Good news: It included info about legs.

Bad news: It just said they go higher or I can make stuff up.

Good news: I can proceed with Level 4 without worrying that I’m missing something.

Bad news: It’s not that hard.

Good news: I think I’m ready for Level 5 now.

Bad news: I don’t have any info on that.

Good news: I can email Havi again.

Bad news: That involves guilt, but only if I’m in Havi’s stuff rather than my own.

Good news: If I stay in my stuff I can just ask and see what she says.

Bad news: Now I have to wait for an answer again.

Other news

In other news, we finally put the floor down in the front room (aka my room) so that I have a space for yoga/pilates/Shiva Nata where I won’t get splinters and can hide away when feeling bashful.  To celebrate, I inflated the fitball I’d bought recently (think big bouncy inflated rubber ball, like a space hopper but spherical) and bounced away without fearing I would burst it in minutes.

Having played with one at the pilates studio, I knew how to get up to kneeling on the ball so I did Level 1 arms whilst kneeling on a fitball!  Great fun and I was most pleased to make it all the way through whilst wobbling horribly (i.e. lots of challenge) but without falling off and hurting myself or the furniture (the piano’s in here too, so I need to be a little careful).

February 9

Day whatever I’ve stopped counting: taking it to the max

Posted by James the Shivanaut . Filed under Progress Diary | 5 Comments

I’ve thrown the plan out of the window

It wasn’t working.  I really needed an epiphany and I was getting nowhere fast.  So it was time to really up the ante.  This evening I did a monster practice as follows:

  1. The entire series for Level 3, using 8 different words for the 4 horizontal and 4 vertical positions (H: Clarity, Awareness, Intuition, Heart; V: Blissful, Energised, Peaceful, Synchronised – these were targeted as I was after some answers around what made me happy).  With my eyes closed.  And my feet off the floor.  (Yep, I was falling about all over the place).
  2. Followed immediately by a super quick run through of all of Level 2 with eyes open and feet off the floor.
  3. Followed immediately by a super quick run through of Level 1, saying the positions at speed, with my eyes closed and feet off the floor.

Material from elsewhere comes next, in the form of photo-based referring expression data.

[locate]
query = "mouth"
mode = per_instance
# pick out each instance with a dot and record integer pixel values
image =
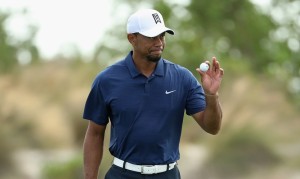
(156, 52)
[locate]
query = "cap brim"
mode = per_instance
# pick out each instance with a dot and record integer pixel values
(156, 31)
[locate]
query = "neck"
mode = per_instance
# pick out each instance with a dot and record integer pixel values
(145, 66)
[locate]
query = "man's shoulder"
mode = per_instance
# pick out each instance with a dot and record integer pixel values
(175, 66)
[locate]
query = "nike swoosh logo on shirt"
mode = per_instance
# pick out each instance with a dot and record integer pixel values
(168, 92)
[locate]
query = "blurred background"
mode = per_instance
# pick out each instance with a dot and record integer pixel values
(50, 53)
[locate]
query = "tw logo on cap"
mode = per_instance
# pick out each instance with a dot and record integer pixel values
(156, 18)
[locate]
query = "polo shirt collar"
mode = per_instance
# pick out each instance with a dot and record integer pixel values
(159, 70)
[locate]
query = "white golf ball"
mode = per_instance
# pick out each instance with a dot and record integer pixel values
(204, 67)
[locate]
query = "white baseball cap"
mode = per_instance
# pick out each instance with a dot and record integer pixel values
(147, 22)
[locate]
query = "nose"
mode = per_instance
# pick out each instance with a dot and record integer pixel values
(158, 41)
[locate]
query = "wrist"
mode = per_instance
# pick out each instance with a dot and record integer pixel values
(211, 95)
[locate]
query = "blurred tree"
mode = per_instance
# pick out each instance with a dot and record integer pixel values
(13, 51)
(232, 30)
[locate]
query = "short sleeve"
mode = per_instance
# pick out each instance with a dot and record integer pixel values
(95, 107)
(195, 99)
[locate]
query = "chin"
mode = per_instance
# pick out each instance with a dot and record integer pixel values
(152, 58)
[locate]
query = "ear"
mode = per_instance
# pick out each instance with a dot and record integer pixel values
(131, 38)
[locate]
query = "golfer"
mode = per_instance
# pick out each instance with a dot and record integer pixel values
(144, 97)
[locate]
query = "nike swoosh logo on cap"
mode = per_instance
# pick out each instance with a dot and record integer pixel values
(168, 92)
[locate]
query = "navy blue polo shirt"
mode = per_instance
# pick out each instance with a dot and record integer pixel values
(146, 113)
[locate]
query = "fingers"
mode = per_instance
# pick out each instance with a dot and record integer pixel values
(213, 68)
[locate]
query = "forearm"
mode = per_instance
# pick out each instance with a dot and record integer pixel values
(92, 155)
(212, 116)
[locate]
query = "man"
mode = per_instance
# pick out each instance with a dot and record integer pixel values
(145, 96)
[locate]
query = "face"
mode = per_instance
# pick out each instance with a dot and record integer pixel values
(149, 48)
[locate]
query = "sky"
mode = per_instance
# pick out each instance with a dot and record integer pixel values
(64, 24)
(61, 23)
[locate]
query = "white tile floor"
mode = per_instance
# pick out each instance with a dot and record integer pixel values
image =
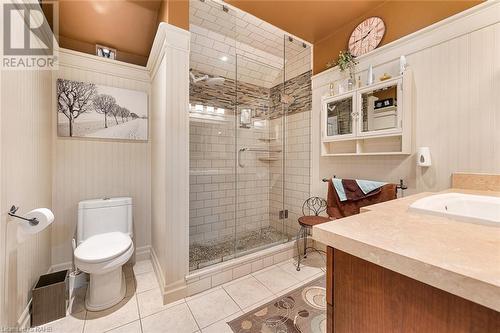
(142, 311)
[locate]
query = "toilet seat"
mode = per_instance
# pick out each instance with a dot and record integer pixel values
(102, 253)
(103, 247)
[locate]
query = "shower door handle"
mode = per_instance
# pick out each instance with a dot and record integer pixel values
(260, 150)
(239, 157)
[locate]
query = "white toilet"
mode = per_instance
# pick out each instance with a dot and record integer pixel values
(104, 239)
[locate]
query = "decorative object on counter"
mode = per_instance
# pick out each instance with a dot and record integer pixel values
(385, 77)
(402, 64)
(347, 61)
(424, 157)
(370, 77)
(366, 36)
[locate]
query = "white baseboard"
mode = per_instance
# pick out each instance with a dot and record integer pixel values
(24, 321)
(142, 253)
(158, 270)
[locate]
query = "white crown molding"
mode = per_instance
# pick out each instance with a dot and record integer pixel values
(167, 35)
(93, 63)
(472, 19)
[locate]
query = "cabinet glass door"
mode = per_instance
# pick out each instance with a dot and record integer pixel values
(380, 110)
(338, 120)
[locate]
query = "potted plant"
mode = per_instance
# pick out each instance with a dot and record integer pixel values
(346, 61)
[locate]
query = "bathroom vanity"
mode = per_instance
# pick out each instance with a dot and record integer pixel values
(395, 269)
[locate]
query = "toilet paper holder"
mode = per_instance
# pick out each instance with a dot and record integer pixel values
(12, 212)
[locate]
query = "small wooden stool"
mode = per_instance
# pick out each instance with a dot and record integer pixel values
(316, 205)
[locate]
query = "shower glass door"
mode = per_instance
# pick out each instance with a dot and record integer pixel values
(212, 136)
(260, 141)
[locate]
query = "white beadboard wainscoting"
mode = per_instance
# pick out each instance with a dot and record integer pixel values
(95, 168)
(25, 181)
(456, 98)
(169, 65)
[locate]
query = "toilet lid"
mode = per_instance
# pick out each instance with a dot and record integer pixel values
(103, 247)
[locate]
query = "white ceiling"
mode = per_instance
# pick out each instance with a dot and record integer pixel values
(220, 38)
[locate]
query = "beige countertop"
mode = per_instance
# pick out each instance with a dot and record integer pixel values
(458, 257)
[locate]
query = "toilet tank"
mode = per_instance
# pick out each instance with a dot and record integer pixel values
(98, 216)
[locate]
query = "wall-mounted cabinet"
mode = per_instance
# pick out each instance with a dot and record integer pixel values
(371, 120)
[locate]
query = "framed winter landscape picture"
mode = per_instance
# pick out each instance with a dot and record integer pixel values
(94, 111)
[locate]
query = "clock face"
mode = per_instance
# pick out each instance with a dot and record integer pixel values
(366, 36)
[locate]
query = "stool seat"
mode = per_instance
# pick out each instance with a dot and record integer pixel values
(312, 220)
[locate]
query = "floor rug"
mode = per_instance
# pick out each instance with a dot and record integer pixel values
(302, 310)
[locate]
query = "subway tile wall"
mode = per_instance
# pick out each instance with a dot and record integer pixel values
(263, 189)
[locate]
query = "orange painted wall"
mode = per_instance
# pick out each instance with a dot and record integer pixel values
(401, 18)
(175, 12)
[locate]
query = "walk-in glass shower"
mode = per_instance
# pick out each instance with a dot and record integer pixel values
(249, 90)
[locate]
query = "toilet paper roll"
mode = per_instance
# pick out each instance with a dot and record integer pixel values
(44, 216)
(424, 157)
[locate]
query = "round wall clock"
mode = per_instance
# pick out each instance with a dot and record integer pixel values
(366, 36)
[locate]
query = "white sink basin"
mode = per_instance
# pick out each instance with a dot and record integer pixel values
(464, 207)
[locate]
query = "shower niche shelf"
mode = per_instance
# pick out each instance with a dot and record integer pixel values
(268, 159)
(371, 120)
(267, 139)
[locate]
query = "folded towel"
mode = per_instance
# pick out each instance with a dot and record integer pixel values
(348, 189)
(352, 191)
(337, 209)
(369, 185)
(339, 187)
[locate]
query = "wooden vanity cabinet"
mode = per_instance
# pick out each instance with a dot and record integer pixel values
(366, 298)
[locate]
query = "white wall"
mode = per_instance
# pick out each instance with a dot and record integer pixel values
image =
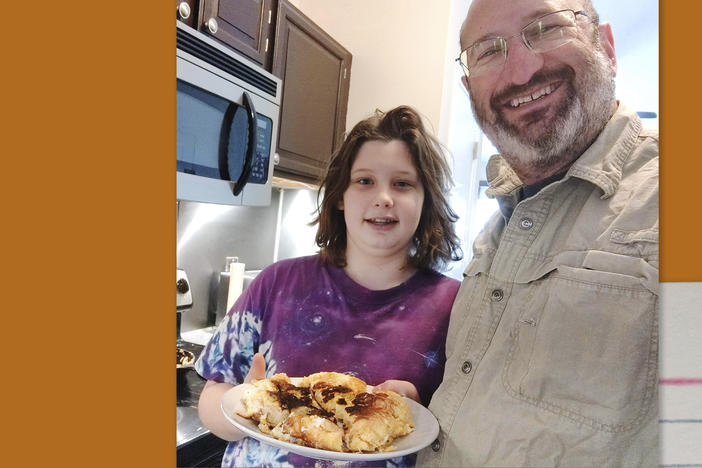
(397, 48)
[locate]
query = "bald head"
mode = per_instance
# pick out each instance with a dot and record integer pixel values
(514, 7)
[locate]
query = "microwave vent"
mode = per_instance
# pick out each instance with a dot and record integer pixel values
(219, 59)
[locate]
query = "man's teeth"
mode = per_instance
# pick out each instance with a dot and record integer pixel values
(523, 100)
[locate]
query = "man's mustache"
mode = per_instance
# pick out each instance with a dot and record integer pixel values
(542, 77)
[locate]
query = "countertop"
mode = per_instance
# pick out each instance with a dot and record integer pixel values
(189, 385)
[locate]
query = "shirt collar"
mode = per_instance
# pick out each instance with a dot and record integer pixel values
(601, 164)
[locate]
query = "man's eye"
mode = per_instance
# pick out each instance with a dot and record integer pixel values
(489, 52)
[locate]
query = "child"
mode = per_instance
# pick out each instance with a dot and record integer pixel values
(369, 304)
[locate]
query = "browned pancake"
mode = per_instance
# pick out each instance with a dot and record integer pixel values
(328, 410)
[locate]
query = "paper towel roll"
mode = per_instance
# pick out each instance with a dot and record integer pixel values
(236, 283)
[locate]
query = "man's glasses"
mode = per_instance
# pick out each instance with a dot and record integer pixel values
(545, 33)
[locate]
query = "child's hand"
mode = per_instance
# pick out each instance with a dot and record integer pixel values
(403, 387)
(258, 369)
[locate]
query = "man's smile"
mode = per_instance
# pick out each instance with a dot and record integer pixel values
(521, 100)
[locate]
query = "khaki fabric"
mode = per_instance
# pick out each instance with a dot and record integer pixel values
(553, 342)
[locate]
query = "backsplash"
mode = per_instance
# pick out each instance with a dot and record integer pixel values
(208, 233)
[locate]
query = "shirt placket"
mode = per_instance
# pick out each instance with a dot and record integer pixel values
(517, 237)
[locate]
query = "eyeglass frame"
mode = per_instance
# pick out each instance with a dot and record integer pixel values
(464, 67)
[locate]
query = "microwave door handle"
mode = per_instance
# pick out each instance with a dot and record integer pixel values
(251, 149)
(224, 141)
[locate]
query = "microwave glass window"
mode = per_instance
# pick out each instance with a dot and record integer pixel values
(199, 116)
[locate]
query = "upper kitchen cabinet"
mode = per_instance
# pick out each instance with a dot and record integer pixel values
(316, 72)
(245, 25)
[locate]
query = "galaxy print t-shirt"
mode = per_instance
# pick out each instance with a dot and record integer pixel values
(307, 317)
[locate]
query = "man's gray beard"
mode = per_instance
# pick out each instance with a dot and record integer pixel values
(583, 115)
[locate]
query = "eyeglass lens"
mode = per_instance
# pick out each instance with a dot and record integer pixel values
(541, 35)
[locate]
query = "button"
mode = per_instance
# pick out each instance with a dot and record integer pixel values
(436, 445)
(526, 223)
(497, 295)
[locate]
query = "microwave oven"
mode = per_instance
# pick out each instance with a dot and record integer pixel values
(227, 111)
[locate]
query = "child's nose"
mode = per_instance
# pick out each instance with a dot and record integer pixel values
(383, 199)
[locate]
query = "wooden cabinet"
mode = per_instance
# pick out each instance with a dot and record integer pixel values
(316, 72)
(187, 11)
(245, 25)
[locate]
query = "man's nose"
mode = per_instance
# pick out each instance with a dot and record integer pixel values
(521, 62)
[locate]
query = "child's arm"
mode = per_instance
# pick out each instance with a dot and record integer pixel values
(209, 408)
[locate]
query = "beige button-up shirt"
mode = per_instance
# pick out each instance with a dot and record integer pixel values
(553, 342)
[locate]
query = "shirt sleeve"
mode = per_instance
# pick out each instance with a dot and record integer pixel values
(228, 355)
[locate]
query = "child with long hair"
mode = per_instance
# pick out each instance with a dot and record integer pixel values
(371, 303)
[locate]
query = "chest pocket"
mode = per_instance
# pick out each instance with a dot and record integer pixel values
(585, 345)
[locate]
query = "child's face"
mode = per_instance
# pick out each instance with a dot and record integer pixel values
(383, 202)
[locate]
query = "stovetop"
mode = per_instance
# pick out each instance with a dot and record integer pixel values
(188, 388)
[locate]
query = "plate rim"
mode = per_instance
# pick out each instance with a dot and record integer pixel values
(323, 454)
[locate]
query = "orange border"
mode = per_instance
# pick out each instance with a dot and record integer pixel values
(681, 255)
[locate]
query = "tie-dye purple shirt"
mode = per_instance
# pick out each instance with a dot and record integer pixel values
(307, 317)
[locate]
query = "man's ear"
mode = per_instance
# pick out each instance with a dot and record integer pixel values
(607, 41)
(464, 80)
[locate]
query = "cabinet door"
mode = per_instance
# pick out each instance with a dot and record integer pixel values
(186, 11)
(245, 25)
(316, 72)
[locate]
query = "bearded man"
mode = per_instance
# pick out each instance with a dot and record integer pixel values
(553, 341)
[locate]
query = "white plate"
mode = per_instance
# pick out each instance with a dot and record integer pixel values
(426, 429)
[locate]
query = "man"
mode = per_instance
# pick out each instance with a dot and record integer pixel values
(552, 347)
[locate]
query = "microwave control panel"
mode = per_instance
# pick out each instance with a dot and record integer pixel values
(260, 164)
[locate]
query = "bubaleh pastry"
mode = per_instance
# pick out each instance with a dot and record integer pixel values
(328, 410)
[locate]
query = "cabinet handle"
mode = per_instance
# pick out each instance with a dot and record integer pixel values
(212, 26)
(184, 10)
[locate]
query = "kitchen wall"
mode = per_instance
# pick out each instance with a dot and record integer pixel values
(208, 233)
(397, 48)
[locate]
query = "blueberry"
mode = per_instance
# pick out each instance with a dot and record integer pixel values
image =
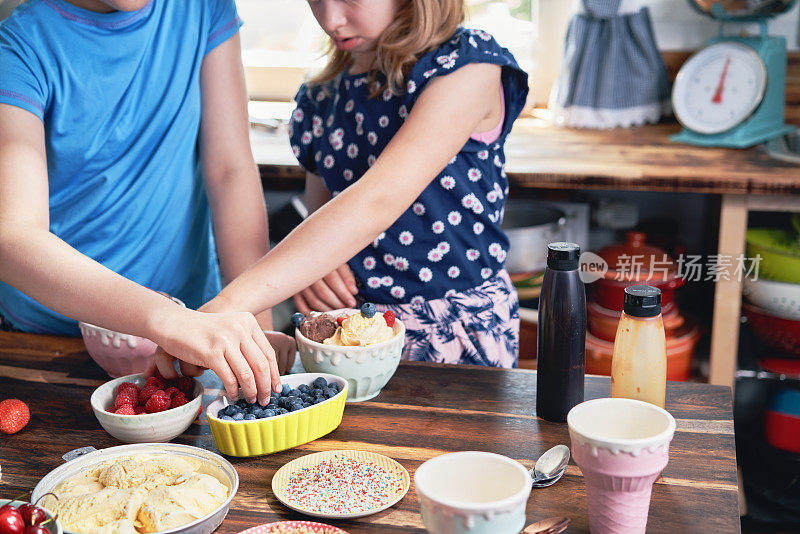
(297, 319)
(320, 383)
(368, 309)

I really wanted an answer, ok.

The result

I had originally just decided to do the first part, but even though I slowed right down at times and was constantly falling over, I still wasn’t getting that brain stuck moment.  [Ok, I finally caved.  I've emailed Havi (or rather marissa, I hope someone gets it anyway) and have asked for the info for the higher levels.]  So I decided to keep pushing and quickly made up parts 2 and then 3.

Same result.  The odd stumble.  The occasional realisation that the sequence was a little off and start that section again, but no complete brain-freeze stuckness.

[Disclaimer: I'm sorry if this seems like bragging, or rubbing it in to anyone reading who might be struggling with Level 1, but I'm trusting you to understand that my motivation here is simply to express where I'm at with the practice, and not to try and make me feel big with it, or you feel small.]

What next?

Well, I have a couple of ideas:

  • Let it be known that I want to take it further and see what info comes my way – DONE
  • Make up something completely freaking crazy, like a pattern that never comes back to where it starts, or does so only after 64 moves or something like that – TO DO

I figure I’ll give plan A bit of time to kick in before launching plan B.  Either way, could be interesting.